第6試合 D-NET CONTENDERS REX トーナメント(グラップリング)ライト級決勝戦 5分1R
×フジワラダイチ(UBF)
○世羅友茂(GROUND CORE)
ポイント判定3-9(フジワラ PGで3P/世羅 TDで2P・PGで3P・BCで4P)

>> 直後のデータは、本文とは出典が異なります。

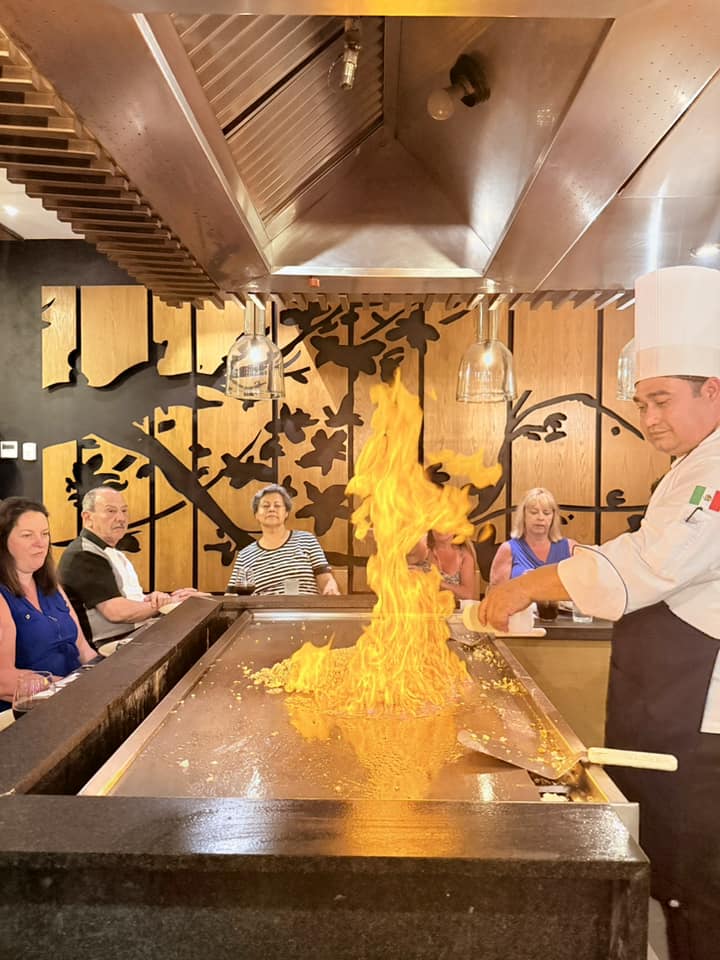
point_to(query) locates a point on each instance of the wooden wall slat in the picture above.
(217, 329)
(172, 324)
(59, 339)
(228, 428)
(173, 533)
(113, 323)
(555, 355)
(629, 464)
(320, 398)
(57, 464)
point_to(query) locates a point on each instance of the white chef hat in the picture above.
(677, 323)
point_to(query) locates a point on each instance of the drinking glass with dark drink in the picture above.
(547, 610)
(31, 689)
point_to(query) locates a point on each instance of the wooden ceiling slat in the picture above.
(46, 149)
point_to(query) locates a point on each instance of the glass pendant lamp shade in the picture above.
(254, 364)
(626, 372)
(486, 372)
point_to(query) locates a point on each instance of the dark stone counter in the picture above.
(119, 878)
(127, 877)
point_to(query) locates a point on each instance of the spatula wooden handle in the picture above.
(632, 758)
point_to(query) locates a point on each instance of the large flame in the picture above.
(401, 663)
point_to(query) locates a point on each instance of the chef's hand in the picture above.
(184, 592)
(157, 599)
(502, 601)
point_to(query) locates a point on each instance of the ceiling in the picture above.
(215, 154)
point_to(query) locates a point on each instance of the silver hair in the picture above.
(89, 501)
(272, 488)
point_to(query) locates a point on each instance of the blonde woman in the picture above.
(535, 538)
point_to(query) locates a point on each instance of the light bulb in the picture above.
(441, 103)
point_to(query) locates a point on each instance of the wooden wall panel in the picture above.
(613, 524)
(555, 355)
(217, 329)
(137, 495)
(309, 460)
(173, 533)
(343, 354)
(172, 326)
(59, 339)
(57, 466)
(228, 436)
(630, 465)
(114, 333)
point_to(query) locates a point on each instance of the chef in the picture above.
(662, 585)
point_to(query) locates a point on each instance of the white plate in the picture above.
(169, 607)
(111, 646)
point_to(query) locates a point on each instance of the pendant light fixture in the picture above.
(626, 372)
(486, 372)
(254, 364)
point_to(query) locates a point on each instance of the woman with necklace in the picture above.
(38, 627)
(281, 560)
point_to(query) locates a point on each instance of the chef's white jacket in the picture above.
(674, 556)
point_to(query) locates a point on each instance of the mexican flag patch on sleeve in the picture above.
(705, 498)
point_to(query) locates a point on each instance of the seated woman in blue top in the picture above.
(38, 627)
(534, 538)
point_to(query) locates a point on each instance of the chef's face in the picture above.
(676, 415)
(538, 518)
(29, 541)
(271, 511)
(109, 517)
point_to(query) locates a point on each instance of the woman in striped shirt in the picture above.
(282, 560)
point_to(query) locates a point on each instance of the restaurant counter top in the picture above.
(131, 876)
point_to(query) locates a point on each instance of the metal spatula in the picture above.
(554, 763)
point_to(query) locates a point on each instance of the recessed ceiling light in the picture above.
(705, 250)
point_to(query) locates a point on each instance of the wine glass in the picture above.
(31, 689)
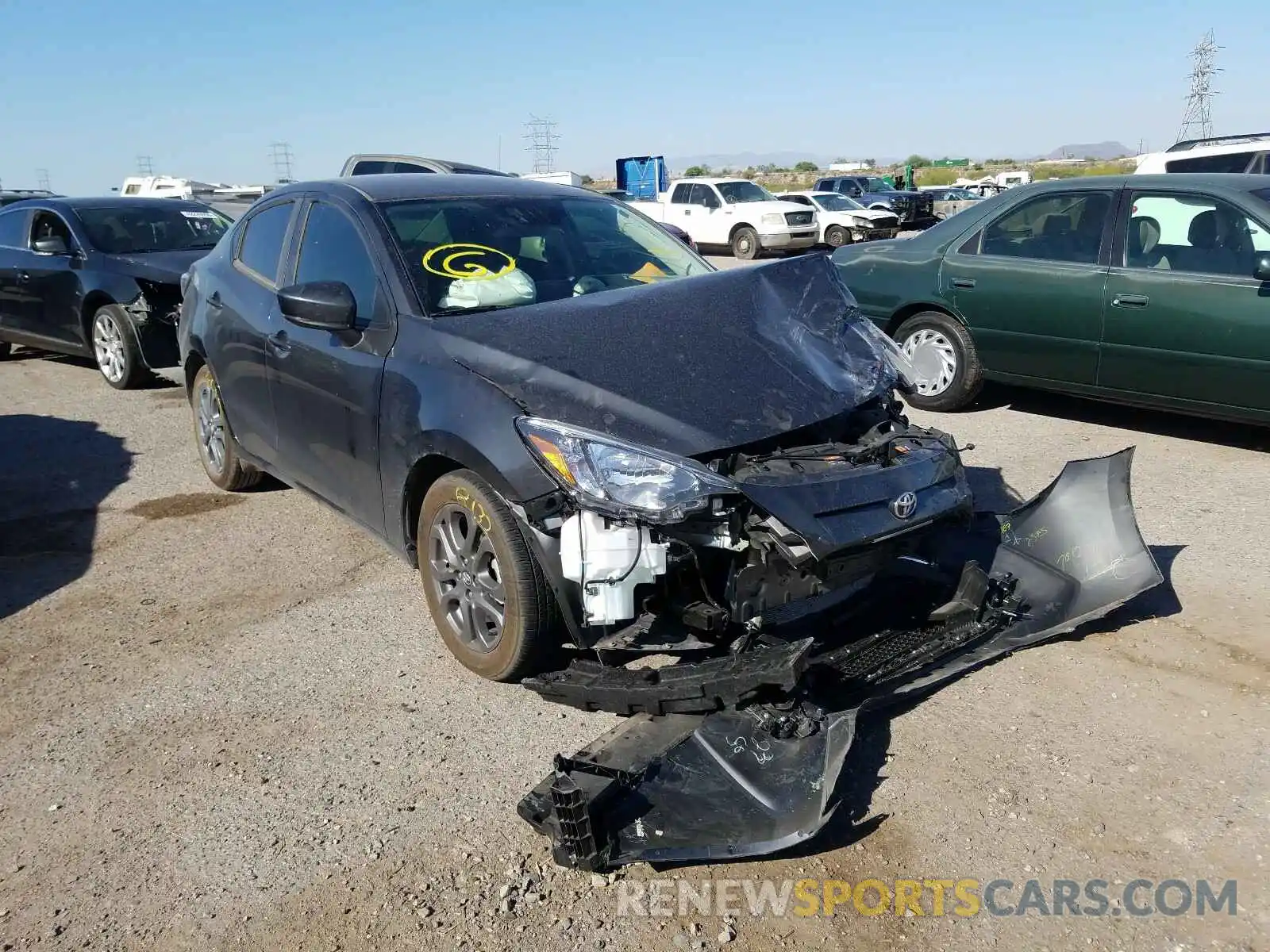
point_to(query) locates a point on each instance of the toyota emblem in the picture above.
(903, 505)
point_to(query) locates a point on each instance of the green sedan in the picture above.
(1147, 290)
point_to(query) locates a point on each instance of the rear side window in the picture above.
(260, 247)
(1231, 162)
(13, 232)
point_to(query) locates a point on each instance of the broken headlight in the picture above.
(624, 479)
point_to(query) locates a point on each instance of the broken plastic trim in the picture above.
(755, 780)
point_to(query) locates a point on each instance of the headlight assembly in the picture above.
(622, 479)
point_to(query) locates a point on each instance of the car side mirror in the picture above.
(51, 245)
(325, 305)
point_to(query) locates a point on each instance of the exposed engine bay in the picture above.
(740, 493)
(842, 568)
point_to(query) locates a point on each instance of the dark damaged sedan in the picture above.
(99, 277)
(596, 447)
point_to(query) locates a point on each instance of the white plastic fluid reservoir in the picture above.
(609, 560)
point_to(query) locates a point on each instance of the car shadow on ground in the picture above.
(867, 757)
(1164, 423)
(154, 382)
(54, 476)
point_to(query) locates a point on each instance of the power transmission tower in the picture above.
(1198, 120)
(281, 154)
(541, 137)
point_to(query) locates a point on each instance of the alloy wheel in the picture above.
(108, 348)
(211, 425)
(467, 578)
(933, 359)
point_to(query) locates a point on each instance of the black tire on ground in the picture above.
(837, 236)
(937, 334)
(116, 349)
(473, 562)
(745, 244)
(217, 451)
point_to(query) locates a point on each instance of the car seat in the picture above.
(1145, 244)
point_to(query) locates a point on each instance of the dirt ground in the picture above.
(228, 721)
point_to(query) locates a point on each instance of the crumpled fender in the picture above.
(683, 787)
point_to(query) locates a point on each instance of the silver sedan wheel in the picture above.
(211, 425)
(108, 347)
(933, 361)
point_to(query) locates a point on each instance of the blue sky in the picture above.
(205, 88)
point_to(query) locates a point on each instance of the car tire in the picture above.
(217, 451)
(745, 244)
(473, 560)
(945, 359)
(837, 236)
(116, 349)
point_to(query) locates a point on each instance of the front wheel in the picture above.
(114, 347)
(945, 361)
(745, 244)
(486, 590)
(837, 236)
(216, 447)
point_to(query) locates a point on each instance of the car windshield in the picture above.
(469, 254)
(738, 192)
(163, 228)
(835, 202)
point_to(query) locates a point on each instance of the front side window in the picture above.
(48, 225)
(260, 247)
(332, 249)
(1062, 228)
(154, 226)
(742, 192)
(468, 254)
(1191, 234)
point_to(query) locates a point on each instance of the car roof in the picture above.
(1227, 181)
(410, 184)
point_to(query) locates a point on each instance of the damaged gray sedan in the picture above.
(597, 448)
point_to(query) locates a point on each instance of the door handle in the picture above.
(1130, 301)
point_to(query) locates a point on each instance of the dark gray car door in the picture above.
(325, 386)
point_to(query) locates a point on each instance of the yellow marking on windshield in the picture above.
(451, 267)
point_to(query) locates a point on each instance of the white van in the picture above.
(1249, 152)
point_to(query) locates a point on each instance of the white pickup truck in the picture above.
(733, 213)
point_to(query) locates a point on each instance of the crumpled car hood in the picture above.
(691, 365)
(163, 267)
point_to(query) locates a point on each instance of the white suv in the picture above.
(1248, 152)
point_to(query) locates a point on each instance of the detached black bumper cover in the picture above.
(759, 778)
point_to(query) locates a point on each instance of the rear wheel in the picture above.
(216, 447)
(837, 236)
(945, 361)
(745, 243)
(484, 587)
(114, 347)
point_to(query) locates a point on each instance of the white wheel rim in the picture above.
(108, 347)
(933, 361)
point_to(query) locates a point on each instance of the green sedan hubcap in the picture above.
(933, 361)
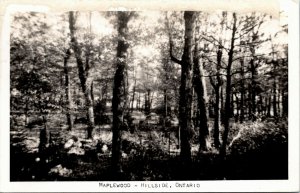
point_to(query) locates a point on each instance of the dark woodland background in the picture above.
(148, 96)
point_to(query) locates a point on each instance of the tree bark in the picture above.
(185, 100)
(83, 74)
(242, 104)
(67, 91)
(228, 90)
(199, 81)
(119, 90)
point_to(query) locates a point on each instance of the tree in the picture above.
(83, 73)
(200, 89)
(228, 87)
(185, 101)
(119, 88)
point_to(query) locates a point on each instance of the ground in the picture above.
(256, 150)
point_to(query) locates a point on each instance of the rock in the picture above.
(69, 143)
(76, 150)
(78, 144)
(124, 155)
(60, 170)
(104, 148)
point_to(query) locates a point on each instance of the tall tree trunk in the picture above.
(242, 114)
(133, 95)
(269, 106)
(165, 103)
(67, 91)
(83, 74)
(185, 100)
(119, 90)
(228, 90)
(199, 82)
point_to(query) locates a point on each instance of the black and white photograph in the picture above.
(149, 95)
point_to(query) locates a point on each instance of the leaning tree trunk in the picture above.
(119, 90)
(67, 90)
(83, 74)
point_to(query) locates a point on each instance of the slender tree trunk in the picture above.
(242, 114)
(165, 103)
(228, 91)
(133, 95)
(119, 90)
(83, 74)
(67, 91)
(185, 100)
(269, 106)
(253, 88)
(201, 101)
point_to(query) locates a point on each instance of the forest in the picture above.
(148, 95)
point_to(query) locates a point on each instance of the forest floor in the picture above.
(256, 150)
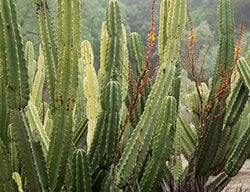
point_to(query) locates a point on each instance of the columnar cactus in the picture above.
(51, 143)
(134, 154)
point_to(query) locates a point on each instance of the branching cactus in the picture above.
(134, 154)
(82, 136)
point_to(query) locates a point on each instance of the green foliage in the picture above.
(69, 129)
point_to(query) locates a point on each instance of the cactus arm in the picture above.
(106, 132)
(30, 154)
(135, 152)
(81, 172)
(103, 48)
(240, 152)
(136, 52)
(29, 57)
(162, 145)
(218, 183)
(49, 46)
(5, 169)
(39, 79)
(244, 70)
(91, 90)
(212, 130)
(124, 67)
(66, 89)
(235, 107)
(188, 137)
(236, 104)
(162, 28)
(17, 75)
(36, 126)
(3, 83)
(225, 58)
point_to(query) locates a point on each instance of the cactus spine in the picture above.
(65, 92)
(106, 133)
(135, 152)
(91, 89)
(161, 147)
(80, 171)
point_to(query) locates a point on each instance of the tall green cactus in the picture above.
(81, 173)
(106, 133)
(161, 147)
(65, 93)
(116, 159)
(91, 90)
(49, 45)
(211, 132)
(135, 152)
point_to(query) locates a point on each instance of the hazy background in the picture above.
(136, 16)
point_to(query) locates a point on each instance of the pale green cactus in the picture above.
(91, 90)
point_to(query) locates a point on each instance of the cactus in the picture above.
(106, 132)
(118, 157)
(135, 152)
(213, 126)
(65, 93)
(161, 147)
(81, 172)
(91, 89)
(49, 45)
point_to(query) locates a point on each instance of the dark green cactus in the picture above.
(81, 172)
(106, 132)
(216, 143)
(135, 152)
(65, 93)
(161, 147)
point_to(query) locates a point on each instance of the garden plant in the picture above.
(66, 127)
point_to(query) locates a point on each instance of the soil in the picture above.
(241, 182)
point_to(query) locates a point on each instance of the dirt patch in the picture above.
(241, 180)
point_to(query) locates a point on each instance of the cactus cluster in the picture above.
(66, 127)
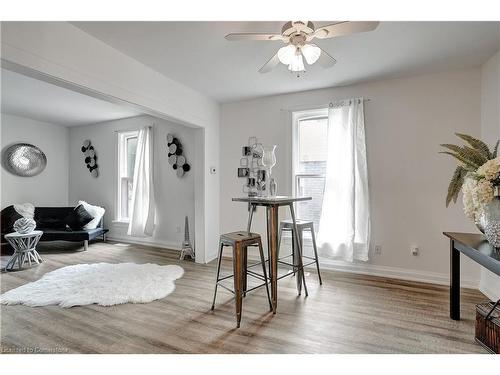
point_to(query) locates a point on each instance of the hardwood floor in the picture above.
(347, 314)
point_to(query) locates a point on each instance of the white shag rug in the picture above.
(102, 283)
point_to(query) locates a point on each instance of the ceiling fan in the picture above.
(297, 35)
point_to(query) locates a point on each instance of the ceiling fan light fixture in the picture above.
(286, 54)
(297, 64)
(311, 53)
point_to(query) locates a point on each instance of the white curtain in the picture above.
(143, 204)
(344, 230)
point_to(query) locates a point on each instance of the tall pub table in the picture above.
(272, 205)
(479, 250)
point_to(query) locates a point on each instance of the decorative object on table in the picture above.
(478, 176)
(11, 214)
(488, 326)
(90, 158)
(273, 187)
(252, 167)
(24, 246)
(175, 156)
(24, 225)
(24, 159)
(101, 283)
(187, 248)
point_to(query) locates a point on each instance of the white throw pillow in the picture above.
(95, 211)
(26, 210)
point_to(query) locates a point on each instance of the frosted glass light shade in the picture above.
(297, 64)
(286, 54)
(311, 53)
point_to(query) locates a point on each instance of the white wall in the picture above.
(49, 188)
(174, 196)
(406, 120)
(61, 53)
(490, 131)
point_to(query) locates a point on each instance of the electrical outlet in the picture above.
(415, 251)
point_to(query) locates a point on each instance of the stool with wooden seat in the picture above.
(302, 225)
(240, 241)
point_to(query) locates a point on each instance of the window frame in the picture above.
(122, 170)
(296, 118)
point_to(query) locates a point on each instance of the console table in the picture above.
(479, 250)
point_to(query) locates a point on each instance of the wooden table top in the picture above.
(277, 200)
(476, 247)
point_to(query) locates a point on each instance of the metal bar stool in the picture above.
(302, 225)
(240, 241)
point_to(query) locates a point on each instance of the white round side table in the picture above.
(24, 249)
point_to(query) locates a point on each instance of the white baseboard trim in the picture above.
(156, 243)
(490, 293)
(357, 268)
(396, 273)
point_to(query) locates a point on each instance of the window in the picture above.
(127, 146)
(310, 152)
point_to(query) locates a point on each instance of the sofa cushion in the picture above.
(96, 212)
(9, 217)
(76, 235)
(51, 217)
(77, 218)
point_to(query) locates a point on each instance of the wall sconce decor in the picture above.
(25, 160)
(175, 157)
(90, 158)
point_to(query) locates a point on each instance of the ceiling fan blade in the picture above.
(325, 59)
(345, 28)
(253, 36)
(270, 64)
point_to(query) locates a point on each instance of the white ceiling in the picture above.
(196, 53)
(28, 97)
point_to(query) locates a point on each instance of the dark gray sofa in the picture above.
(50, 221)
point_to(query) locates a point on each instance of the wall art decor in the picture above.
(90, 158)
(175, 156)
(255, 167)
(24, 159)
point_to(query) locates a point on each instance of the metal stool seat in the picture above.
(240, 241)
(302, 225)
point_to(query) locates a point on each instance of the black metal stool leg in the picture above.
(313, 237)
(263, 261)
(299, 252)
(280, 235)
(245, 275)
(221, 246)
(294, 253)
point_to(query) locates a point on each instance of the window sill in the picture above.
(120, 223)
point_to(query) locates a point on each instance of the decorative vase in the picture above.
(24, 225)
(273, 187)
(489, 222)
(268, 161)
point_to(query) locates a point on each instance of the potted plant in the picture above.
(478, 177)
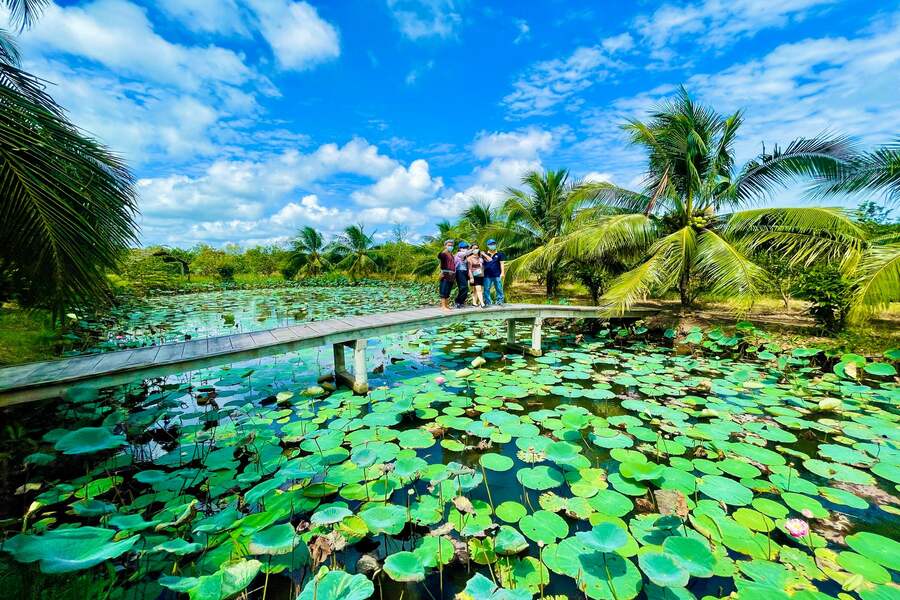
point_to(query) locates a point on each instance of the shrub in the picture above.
(829, 294)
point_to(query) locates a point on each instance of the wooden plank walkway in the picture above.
(42, 380)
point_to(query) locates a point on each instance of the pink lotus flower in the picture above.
(798, 528)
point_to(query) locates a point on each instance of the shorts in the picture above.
(446, 286)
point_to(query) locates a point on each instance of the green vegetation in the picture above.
(616, 466)
(68, 204)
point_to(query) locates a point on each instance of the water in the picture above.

第5試合 D-NET CONTENDERS REX トーナメント(グラップリング)バンタム級決勝戦 5分1R
×一本佳徳(CARPE DIEM NAGASAKI)
○吉本草彦(和術慧舟會兵庫支部)
2'28" タップアウト(バナナスプレッド)

第4試合 キックルール 58kg契約 3分3R
○谷岡祐樹(パラエストラ加古川)
×藤本倖綺(亀岡キックボクシングジム)
判定3-0(30-28/30-29/30-29)

第3試合 フライ級 5分2R
○北川公崇(総合格闘技YJ)
×ドングリかつ(総合格闘技道場reliable)
判定2-0

第2試合 フェザー級 5分2R
○伊藤風童(総合格闘技闇愚羅)
×森田陽介(フリー)
判定2-0

第1試合 フライ級 5分2R
×前田慎次朗(総合格闘技闇愚羅)
○安藤 広(和術慧舟會兵庫支部)
2R 2'16" タップアウト(アンクルホールド)

OPファイト第4試合 D-NET CONTENDERS REX トーナメント(グラップリング)ライト級1回戦  5分1R
○世羅友茂(GROUND CORE)
×玉木壽成(総合格闘技チームソフトコンタクト)
ポイント判定6-0(TDで2P・MPで4P)※世羅が決勝進出。

OPファイト第3試合 D-NET CONTENDERS REX トーナメント(グラップリング)ライト級1回戦 5分1R
○フジワラダイチ(UBF)
×土肥潤(MIBURO)
0'25" タップアウト(アキレス腱固め)
※フジワラが決勝進出。

OPファイト第2試合 D-NET CONTENDERS REX トーナメント(グラップリング)バンタム級1回戦 5分1R
×小堀貴広(総合格闘技ゴンズジム)
○吉本草彦(和術慧舟會兵庫支部)
ポイント判定0-2(TDで2P)
※吉本が決勝進出。

OPファイト第1試合 D-NET CONTENDERS REX トーナメント(グラップリング)バンタム級1回戦 5分1R
○後藤貴史(吹田柔術)
×一本佳徳(CARPE DIEM NAGASAKI)
4'14" タップアウト(アンクルホールド)
※後藤が決勝進出だが、負傷で棄権。一本が決勝に。